Tired of the constant knocking on your apartment wall from the other room yelling at you to lower the volume of your sound system? Or perhaps it’s the other way around. Are you fed up with the annoying noise from the other unit—the irritating sound of a bawling baby, the endless shouting of a couple who are at each other’s neck or worse, the crashing of broken china and hurled furniture?

Well, if you think you’re already comfortable and at home in your own apartment, there’s no need to leave it and transfer to a new one. If you’re unlucky, you might end up in still the same predicament. What you need to do is consider another less-stressful alternative: soundproofing.

Benefits of Soundproofing

Soundproofing is the best way to rid most of the bothersome noise from the outside world. By confining your house or apartment with soundproofing materials, you are assuring yourself peace of mind and much-deserved privacy.

According to Quiet Livity, Soundproofing is not only good for musicians or music lovers who minimize the tone from their musical instruments by soundproofing their room or space. It is a requirement for anyone who values a quiet and noise-free environment. Band members need to soundproof their rehearsal studio just as a private person should soundproof their bedroom to ward off unwanted sounds and avoid bothering others with their noise. If you are a writer who writes novels or is commissioned to write articles for a paper, then you also need to soundproof your unit to shun aggravating sounds that destroy your concentration. Also, a scholar who is serious about their academic studies will benefit greatly from soundproofing.

How to Soundproof a Room for Dummies

There are a number of ways on which you can do soundproofing; the most common are noise absorption and noise barriers. By noise absorption, you are soundproofing a room by using insulation and absorptive materials such as foam on the walls and ceiling. Every time a sound wave passes through these insulating materials, a portion of the energy is sucked up by converting it to heat. Absorbers are ideal when there is some sort of a flat surface behind them like a wall because then the sound will be reflected back, thus reducing effects of noise. For low frequency sounds on the other hand, a gap in which air could pass between the absorber and the wall is mostly recommended.

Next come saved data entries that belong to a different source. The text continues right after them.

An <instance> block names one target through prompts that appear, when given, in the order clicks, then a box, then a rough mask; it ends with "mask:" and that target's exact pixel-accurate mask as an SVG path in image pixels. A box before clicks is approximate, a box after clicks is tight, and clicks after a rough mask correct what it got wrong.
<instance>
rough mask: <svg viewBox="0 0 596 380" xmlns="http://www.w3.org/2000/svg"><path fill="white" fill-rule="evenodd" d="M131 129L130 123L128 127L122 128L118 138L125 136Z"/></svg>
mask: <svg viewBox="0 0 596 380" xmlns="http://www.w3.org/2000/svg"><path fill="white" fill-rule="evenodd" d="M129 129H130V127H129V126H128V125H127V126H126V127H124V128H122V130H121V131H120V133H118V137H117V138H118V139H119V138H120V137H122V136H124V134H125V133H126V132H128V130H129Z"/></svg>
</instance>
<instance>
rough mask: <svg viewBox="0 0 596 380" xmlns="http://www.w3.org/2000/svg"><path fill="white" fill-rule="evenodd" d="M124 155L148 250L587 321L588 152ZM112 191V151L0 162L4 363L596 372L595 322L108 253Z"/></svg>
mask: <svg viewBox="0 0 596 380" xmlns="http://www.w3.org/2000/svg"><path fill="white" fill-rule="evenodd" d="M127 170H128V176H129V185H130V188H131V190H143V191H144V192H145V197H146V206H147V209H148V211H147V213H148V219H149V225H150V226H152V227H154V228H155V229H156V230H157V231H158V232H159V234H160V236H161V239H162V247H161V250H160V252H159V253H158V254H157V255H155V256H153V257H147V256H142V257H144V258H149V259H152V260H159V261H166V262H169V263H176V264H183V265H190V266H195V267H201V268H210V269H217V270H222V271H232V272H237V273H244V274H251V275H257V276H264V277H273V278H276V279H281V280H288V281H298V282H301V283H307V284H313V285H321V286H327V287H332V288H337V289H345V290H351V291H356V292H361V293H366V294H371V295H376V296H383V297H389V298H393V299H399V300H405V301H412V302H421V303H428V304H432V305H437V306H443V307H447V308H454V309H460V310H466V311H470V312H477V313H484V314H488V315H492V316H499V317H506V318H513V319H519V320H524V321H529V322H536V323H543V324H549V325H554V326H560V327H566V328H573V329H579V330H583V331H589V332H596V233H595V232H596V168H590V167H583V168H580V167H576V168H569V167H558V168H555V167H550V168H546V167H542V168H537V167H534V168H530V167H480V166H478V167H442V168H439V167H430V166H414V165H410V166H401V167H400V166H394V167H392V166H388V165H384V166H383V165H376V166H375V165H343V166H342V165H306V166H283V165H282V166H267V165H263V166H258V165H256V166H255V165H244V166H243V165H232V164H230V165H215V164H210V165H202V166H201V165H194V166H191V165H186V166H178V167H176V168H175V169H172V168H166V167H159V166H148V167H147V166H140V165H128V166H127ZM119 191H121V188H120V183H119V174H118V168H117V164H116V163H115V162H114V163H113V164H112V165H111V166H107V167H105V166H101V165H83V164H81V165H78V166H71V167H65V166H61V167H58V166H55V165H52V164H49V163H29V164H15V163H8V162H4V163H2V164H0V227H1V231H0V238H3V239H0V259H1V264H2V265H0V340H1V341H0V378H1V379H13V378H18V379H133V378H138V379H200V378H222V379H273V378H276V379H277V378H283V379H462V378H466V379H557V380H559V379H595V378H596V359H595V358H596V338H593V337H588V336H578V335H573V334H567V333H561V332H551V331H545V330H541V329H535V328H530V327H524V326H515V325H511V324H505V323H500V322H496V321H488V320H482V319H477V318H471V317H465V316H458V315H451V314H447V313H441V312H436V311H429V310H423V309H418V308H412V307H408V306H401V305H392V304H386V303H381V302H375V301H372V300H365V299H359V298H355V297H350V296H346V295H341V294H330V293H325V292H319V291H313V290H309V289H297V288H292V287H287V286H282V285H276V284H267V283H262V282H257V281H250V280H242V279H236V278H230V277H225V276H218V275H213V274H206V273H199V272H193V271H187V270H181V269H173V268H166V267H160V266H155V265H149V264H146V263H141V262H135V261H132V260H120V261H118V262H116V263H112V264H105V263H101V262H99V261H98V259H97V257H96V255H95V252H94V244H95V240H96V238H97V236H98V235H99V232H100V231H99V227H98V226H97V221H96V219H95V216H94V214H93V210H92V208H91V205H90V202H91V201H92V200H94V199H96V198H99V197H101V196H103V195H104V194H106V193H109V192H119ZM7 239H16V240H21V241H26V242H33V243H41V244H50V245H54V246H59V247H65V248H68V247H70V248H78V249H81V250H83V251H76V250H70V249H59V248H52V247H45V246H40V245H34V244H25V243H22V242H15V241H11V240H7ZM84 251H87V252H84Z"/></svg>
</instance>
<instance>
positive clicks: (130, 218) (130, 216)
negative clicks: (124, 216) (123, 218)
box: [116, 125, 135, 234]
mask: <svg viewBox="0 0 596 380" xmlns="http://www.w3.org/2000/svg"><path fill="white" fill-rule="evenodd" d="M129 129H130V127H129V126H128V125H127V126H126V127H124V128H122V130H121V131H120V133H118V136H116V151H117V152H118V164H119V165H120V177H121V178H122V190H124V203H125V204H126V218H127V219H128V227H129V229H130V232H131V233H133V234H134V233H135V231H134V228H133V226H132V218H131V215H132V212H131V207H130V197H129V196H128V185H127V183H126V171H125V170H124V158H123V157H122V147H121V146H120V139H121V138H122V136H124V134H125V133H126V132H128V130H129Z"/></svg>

The other method is by using noise barriers. A noise barrier usually comprises almost any nonporous material. Some characteristics of an effective barrier is high mass and density and a low resonant frequency to deflect sound energy. Sound pressure levels increase in proportion to sound power. The vibrating effect that high sound power levels create to any surface they encounter causes the walls to virtually shake. Low frequency sounds which have more energy because a larger volume of air is displaced to produce the long wavelengths of bass frequencies, easily excite the most common building materials such as wood and thick drywall board.

In a nutshell, noise absorption is simply transforming the sound while noise barrier is blocking the sound. Noise absorption, also called damping, involves suppressing echo and reverberation.

If you don’t have any idea what to do or where to start, the best option is to hire a soundproofing contractor to do the entire job for you. It would be futile for you to experiment on soundproofing your room when you can’t even identify what materials to use and don’t know how to distinguish a square foot from an inch. It’s better to find a trustworthy contractor who’ll manage sound proofing your room and will do everything that’s needed to be done. This way, you will not only save a lot of time and energy, you will also cut some slack on the money you would’ve wasted had you foolishly taken over the job of soundproofing on your own.